First, let me note that the laptop fund has received $100 already. We give thanks.
Today’s ride was seeking an appropriate place to pray about that laptop. This first shot was the view from my prayer chapel of the day. I was standing right next to the mouth of Crutcho Creek were it empties into the North Canadian River. It seems obvious that whatever justifies needing a new machine must be something more than just business as usual. I’m still puzzled and still seeking the Lord on this.
I was also praying for my friend Danny; he’s going in for a heart stent Monday, but there’s some risk it could turn out to be more. I’m praying for my Mom and Stepdad; they both are facing some medical trials. For my wife, she’s engaged in a new position at work and it’s full of challenges and surprised. But I also gave thanks because my bad knee is being pretty good right now, and my shoulder injury seems already on the mend. It’s less painful today. I feel like I’m standing on a rock as solid as this one on the bank of the river.
As I rode back toward the road, I decided to cross under the bridge. I noticed the road leading down to the new flood bank was very well used. So I rolled on down and up the other side. That old muddy trail along the river had been closed for at least a year, but now it’s open again. Yipee! I promptly took off down this trail and it’s very well used, easy to follow. Instead of mud, it’s now sand, quite loose in some places. Still, I got this shot looking upriver near where some agency did a lot of work on the bank two years ago to prevent washout.
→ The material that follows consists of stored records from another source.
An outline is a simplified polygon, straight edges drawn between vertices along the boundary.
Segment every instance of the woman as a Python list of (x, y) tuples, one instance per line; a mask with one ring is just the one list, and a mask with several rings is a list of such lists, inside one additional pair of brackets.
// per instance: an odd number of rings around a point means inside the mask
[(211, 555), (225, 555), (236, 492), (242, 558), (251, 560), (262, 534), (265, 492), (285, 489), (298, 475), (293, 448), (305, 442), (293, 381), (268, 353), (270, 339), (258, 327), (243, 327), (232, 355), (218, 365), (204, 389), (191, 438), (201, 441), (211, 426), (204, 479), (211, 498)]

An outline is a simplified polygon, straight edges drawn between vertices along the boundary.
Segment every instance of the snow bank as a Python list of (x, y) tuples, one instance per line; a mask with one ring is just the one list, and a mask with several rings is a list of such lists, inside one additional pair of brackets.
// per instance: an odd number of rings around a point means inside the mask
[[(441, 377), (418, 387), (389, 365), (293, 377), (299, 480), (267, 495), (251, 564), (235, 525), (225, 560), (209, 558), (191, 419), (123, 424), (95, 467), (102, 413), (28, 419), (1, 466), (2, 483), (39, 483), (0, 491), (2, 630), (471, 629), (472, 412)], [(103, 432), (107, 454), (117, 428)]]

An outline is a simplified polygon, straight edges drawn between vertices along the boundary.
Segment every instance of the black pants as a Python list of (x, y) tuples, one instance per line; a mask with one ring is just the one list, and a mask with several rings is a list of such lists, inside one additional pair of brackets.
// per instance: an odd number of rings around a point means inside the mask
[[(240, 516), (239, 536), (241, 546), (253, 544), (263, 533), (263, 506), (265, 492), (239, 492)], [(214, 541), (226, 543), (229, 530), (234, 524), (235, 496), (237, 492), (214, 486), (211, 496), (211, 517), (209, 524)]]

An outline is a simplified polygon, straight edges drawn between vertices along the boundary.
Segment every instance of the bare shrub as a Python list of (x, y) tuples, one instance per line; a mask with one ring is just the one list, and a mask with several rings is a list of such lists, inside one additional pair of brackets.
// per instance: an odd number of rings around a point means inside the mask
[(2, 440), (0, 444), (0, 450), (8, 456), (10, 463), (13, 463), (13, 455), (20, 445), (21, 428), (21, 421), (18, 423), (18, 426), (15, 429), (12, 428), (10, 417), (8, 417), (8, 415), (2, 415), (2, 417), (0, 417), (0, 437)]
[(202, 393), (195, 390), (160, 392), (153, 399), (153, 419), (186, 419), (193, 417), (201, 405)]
The rest of these are just random shots I’ve been holding in my camera over the past month or so. This next one is the fruit of our mystery tree after a light frost. About half of those berries are soft and gooshy, while the rest are more like fully ripe apples. I never could get hold of any local arborist or other botany expert. I’ve decided that Linda’s instincts are correct: It’s some kind of hybridized crab apple tree. Those are popular here in Central Oklahoma.
This last one was just an experimental shot following the dam bank on Draper Lake. There were two lines of water marks showing previous lake levels this past summer, but they didn’t turn out quite so obvious in this picture. If I understand correctly, those boulders are all granite from the southwest corner of the state. While it’s somewhat dry, what water courses running out there are the cleanest in the state because they run across that kind of granite for miles.